Aside: Thanks again for all the help @lissyx . I know you have to answer lots of silly questions on this forum but I cannot thank you enough for the quick help you have given at solving many of my issues when getting DeepSpeech running. Your assistance is extremely helpful to me.

lissyx · July 23, 2020, 2:26pm

Yes. If you don’t pass --test_files it would have skipped the test phase

Epoetin · July 23, 2020, 2:33pm

Great. It worked. It exported. Looks like it is giving blank inferences for my files in the test set though.

This is a peculiar dataset since the utterances are only 1 second long, I am curious if using a scorer is beneficial for this type of data or it might be better without.

Is having blank inferences usually an issue due to not training enough? Obviously 2 epochs of training won’t be enough for a good model but I’d hope to at least get some character predictions.
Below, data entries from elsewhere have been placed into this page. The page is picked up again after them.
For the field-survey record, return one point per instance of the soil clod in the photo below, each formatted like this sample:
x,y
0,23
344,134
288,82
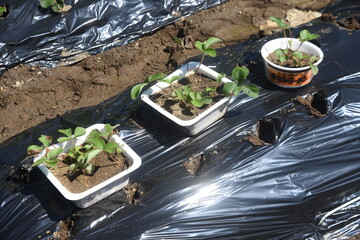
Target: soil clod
x,y
133,192
194,163
315,104
266,133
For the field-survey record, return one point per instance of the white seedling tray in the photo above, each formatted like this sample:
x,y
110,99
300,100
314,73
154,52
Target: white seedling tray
x,y
102,190
203,120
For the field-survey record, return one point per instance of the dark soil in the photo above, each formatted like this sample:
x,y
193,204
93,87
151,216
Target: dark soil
x,y
30,95
194,163
316,104
291,62
266,132
181,109
105,168
351,24
133,192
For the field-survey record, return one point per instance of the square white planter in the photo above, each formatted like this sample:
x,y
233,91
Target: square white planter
x,y
203,120
102,190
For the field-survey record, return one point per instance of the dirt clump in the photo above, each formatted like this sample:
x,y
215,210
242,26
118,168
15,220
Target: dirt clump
x,y
31,95
315,104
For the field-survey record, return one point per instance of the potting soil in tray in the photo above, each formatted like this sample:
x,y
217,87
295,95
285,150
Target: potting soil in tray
x,y
277,191
187,111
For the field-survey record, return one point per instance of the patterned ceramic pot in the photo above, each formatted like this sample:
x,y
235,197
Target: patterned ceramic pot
x,y
284,76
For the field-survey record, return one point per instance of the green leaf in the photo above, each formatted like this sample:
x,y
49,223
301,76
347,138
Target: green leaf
x,y
97,141
279,53
110,147
51,163
89,169
92,153
2,11
199,45
250,90
207,100
54,153
305,35
211,41
67,132
39,161
228,88
298,54
155,77
279,22
239,74
46,3
197,103
220,76
314,59
34,149
314,68
73,168
63,139
211,52
79,131
179,41
136,90
45,140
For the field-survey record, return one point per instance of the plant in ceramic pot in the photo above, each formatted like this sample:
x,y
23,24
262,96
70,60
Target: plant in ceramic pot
x,y
291,62
87,165
199,96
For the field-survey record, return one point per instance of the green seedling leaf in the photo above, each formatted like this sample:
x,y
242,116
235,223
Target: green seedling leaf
x,y
97,141
314,68
46,3
220,76
305,35
197,103
89,169
51,163
110,147
170,80
67,132
91,154
33,149
250,90
155,77
279,53
211,52
54,153
279,22
239,74
79,131
136,90
2,11
73,168
199,45
179,41
229,88
314,59
207,100
210,41
298,54
45,140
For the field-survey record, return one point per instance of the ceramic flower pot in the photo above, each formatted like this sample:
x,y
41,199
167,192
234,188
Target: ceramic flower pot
x,y
284,76
102,190
204,119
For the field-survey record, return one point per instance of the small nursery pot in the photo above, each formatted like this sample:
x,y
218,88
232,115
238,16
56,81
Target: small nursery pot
x,y
193,126
102,190
284,76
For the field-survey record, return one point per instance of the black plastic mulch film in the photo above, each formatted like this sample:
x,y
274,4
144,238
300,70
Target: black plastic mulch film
x,y
280,191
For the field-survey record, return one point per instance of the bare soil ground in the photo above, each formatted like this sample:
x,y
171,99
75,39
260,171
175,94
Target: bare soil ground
x,y
30,95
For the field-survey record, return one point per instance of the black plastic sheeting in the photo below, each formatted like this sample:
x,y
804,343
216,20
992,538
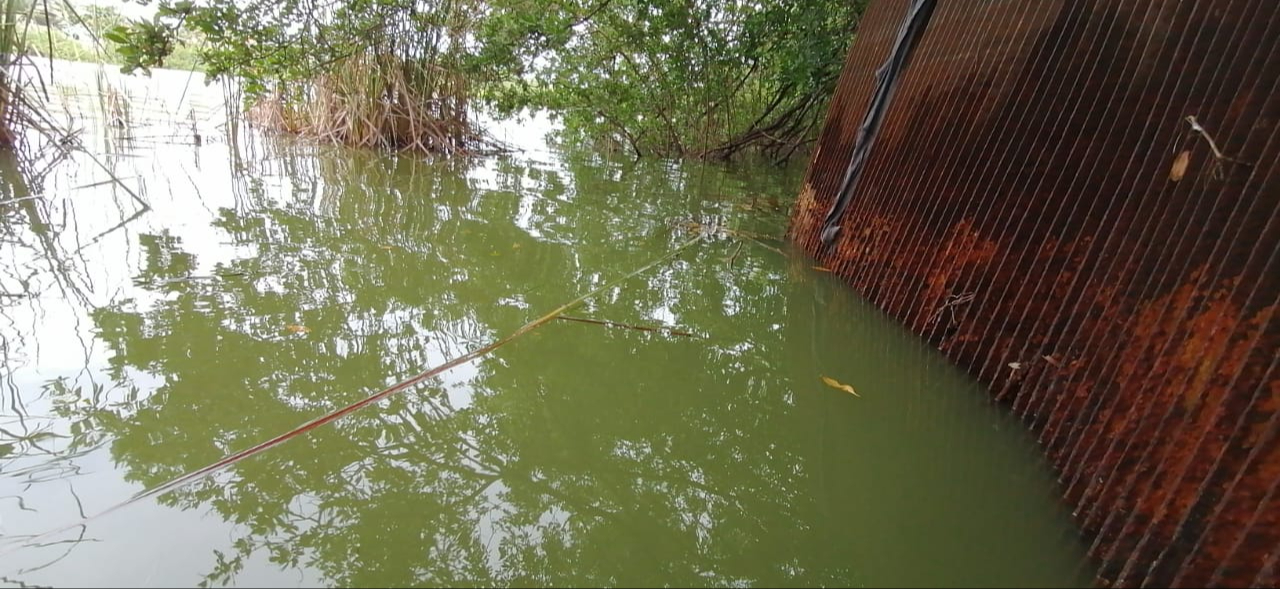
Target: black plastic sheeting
x,y
886,81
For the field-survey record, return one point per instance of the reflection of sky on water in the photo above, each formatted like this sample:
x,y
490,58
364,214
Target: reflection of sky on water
x,y
684,424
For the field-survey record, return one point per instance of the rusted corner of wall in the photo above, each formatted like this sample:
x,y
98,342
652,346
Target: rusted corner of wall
x,y
1040,206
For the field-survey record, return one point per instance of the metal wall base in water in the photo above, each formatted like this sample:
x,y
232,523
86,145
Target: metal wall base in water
x,y
1078,201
I just want to make sure it isn’t something else that is going astray.

lissyx · July 23, 2020, 2:34pm

Yeah, with this few training it’s not really surprising you get blank inference

reuben · July 24, 2020, 7:01am

Just to mention one thing which I noticed in many of the scripts you shared here: you can’t comment out a single line in a command of the form

command \
    param1 \
    param2 \
    param3

In Bash a comment goes from the # character until the end of the line. Using \ means you’re escaping the newline, so the entire thing is seen by bash as a single line. If you put a comment somewhere, then everything after that point gets commented out.